Nous savons que nous pouvons nous entendre sur les principes les plus essentiels de l’accueil des étrangers en France. Il suffit pour cela de ne pas céder aux sirènes des extrêmes, qu’elles soient sécuritaires ou angélistes. Tant que ce sujet sera traité sans le recul nécessaire, en réaction à l’actualité la plus immédiate, la plus médiatique et la plus populiste, nous n’avancerons pas. Par ce jeu malsain, nous prenons le risque de devenir étrangers à nous-mêmes, à nos valeurs républicaines d’ouverture et de tolérance.
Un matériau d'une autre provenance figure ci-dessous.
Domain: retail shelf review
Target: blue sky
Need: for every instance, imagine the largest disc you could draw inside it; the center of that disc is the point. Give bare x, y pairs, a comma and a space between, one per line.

Or que souhaitent nos concitoyens ? Nous le savons pertinemment : ils veulent une politique qui allie l’accueil des étrangers en situation régulière et la fermeté à l’égard de l’immigration irrégulière. Cette dernière constitue un facteur de déstabilisation de notre société en ce qu’elle alimente un fort sentiment de défiance à l’égard des pouvoirs publics et d’impuissance de leur part. La loi doit donc en la matière être plus simple et plus stable, pour être effectivement appliquée. Pour cela, des moyens humains et financiers doivent être mis en place.

Nous ne sommes pas de ceux qui pensent que l’on peut accueillir tout le monde et à n’importe quelle condition. Nous sommes profondément attachés à la tradition d’ouverture et d’accueil à l’étranger et son étrangeté, qui n’est pas toujours inquiétante – loin de là ! et qui a construit notre nation dans l’histoire.

Notre position pourrait se résumer ainsi : le syncrétisme d’individus d’origines et de cultures diverses dans le creuset républicain que nous ne confondons pas avec la dissolution de la nation dans le communautarisme ; le devoir d’intégration qui oblige aussi bien ces individus que la communauté nationale, dans sa capacité à respecter les différences ; et bien sûr, par-dessus, tout le respect intangible des droits fondamentaux de la personne humaine, à commencer par la dignité.

Le projet de loi répond à ces principes, en ce qu’il met en œuvre une simplification appréciable du droit des étrangers et renforce, dans le même temps, les moyens légaux d’expulsion des personnes en situation irrégulière.

La création de la carte pluriannuelle, dont la délivrance advient après un premier titre de séjour, remplit cet équilibre. L’accueil des étudiants étrangers notamment, talents et potentiels entrepreneurs futurs, est ainsi rendu plus aisé. Il s’agit d’une manne importante que d’autres pays savent mieux que nous exploiter ! Cette avancée importante était attendue, après la confusion induite par les circulaires ministérielles dites « Guéant », qui avaient inopportunément durci les critères de délivrance d’un titre de séjour aux diplômés hors Union européenne.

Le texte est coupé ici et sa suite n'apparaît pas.